Thinking of my experience with Uber at airports, it's generally stuff like "pickups from this terminal are only available at the west exit" (show on map - so needs coordinates and message text), or "There is a £10 airport pickup fee for all private hire vehicles here which will be added to your bill", or whatever along those lines.

But perhaps your point still stands even if it's KBs rather than MBs.

It’s also the airport layout information, including doors. From most US airports, you specify your pickup point by door (Arrival E6, for example), and I think some of that information lives in the app, along with the snap points that are rendered on the map (or even just the logic). There’s usually also a specific UX when requesting the ride where it asks you to select your airline to guess which terminal and egress to set as the pick up point.
Why would airport layout data not be handled the same way as city layouts? Maybe effectively automatically caching airports to make up for potential bandwidth issues?

And for the specific UX, sure but isn't that just a single feature for airports in general, and the app can pull the up to date airlines/terminals data for the specific airport when needed?

True, the rules data is small, which is why there's no point in not bundling it in the first place.
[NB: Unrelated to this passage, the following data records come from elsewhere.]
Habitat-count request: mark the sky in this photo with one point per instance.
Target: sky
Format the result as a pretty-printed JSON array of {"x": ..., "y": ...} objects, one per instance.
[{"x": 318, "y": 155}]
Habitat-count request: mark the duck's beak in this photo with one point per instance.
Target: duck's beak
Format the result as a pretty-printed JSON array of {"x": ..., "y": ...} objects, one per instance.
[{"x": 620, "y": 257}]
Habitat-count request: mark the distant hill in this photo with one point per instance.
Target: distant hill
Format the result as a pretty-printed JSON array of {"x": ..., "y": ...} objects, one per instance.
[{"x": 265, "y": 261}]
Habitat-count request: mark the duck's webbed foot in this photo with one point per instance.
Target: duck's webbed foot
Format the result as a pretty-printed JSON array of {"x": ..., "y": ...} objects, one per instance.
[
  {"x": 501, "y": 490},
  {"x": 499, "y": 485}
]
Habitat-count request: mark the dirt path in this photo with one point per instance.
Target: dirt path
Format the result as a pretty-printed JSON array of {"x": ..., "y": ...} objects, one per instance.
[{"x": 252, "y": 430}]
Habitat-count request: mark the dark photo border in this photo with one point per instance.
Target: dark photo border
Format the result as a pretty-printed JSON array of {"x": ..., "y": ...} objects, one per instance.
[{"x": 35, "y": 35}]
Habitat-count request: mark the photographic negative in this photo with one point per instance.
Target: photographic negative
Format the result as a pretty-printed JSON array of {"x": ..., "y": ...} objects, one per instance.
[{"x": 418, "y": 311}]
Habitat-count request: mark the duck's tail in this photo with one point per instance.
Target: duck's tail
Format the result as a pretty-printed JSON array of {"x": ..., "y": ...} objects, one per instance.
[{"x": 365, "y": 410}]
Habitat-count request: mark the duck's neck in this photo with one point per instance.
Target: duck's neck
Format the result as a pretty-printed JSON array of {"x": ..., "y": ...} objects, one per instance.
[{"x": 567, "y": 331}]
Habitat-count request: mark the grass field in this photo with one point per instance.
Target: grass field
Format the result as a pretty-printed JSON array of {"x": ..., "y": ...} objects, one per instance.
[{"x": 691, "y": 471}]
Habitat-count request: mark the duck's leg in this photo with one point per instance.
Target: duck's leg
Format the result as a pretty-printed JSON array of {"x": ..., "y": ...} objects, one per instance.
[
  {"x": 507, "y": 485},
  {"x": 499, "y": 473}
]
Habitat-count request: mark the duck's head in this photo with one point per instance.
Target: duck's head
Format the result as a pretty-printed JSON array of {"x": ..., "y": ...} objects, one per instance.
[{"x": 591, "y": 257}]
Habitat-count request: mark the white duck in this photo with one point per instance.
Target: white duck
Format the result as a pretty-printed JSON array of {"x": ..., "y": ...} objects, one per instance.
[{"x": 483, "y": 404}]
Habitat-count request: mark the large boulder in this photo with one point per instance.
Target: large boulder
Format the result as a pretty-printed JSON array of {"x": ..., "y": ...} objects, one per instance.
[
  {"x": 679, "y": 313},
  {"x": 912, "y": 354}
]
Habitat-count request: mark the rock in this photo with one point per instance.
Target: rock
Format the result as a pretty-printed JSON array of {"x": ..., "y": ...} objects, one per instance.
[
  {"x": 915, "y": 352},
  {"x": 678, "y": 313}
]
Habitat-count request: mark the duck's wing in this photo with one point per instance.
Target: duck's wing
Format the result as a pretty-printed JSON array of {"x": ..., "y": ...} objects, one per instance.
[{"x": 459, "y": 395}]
Better to have an instant and smooth experience rather than try to save a few MBs by introducing a blocking network call before you can even interact with the app.
Give the streaming of location data for cars in the area, I don't think they care much about those extra MBs. If they did, you'd get a "N cars within X km of you", not a live-ish map.

A quick summary like "extra fee for airport pickup: X, pickup location restricted to: Y, etc." should be pretty comparable.

A live map of cars near you takes an incredibly small amount of data. Once you have the map data that'd be easily doable over a dialup connection.
Yes, it's pretty small, same as description of airport rules would be.
I don't have any numbers, but I would guess that a good part of Uber's user base consists of people that travel often. Not having to download a new app or update every time you go to a different country is a huge advantage.
There’s me, a frequent traveller who uses UberLUX 4+ times a day, spending more than 5000GBP/mo.

Then there are 100 guys with outdated devices who use UberX once or twice a month to get back home from the pub, probably splitting the ride with their friends.

I bring in more money than the latter group of people.

I’m a bit surprised you have the time for UberLUX. When I find myself with an expense account for Uber I always go for the lowest ETA, which is rarely Uber Premium. You must be hanging out in richer places than me.
In central London it’s never much further away than the cheaper options, the cars are actually nice (S-class 90% of the time) unlike in the US.
Why are you assuming that splitting it into multiple apps would require less engineering resources than keeping just one?
That 1% of users represents a lot more than 1% of profit, and engineering an application that is that robust across scenarios has benefits to the stationary users transiting through multiple scenarios as well (surge pricing to normal, credit card to Apple Pay, car ride to scooter ride, etc).
Au contraire, people with outdated phones are less likely to be able to afford to Ubers. Much of Uber's profit comes from people booking Ubers from airports, I've used Uber all over the world and it's absolutely amazing.
All sorts of people use UberX and Uber Pool, actually.

Uber Pool is no longer available due to covid; but hopefully it will come back as vaccination rates go up.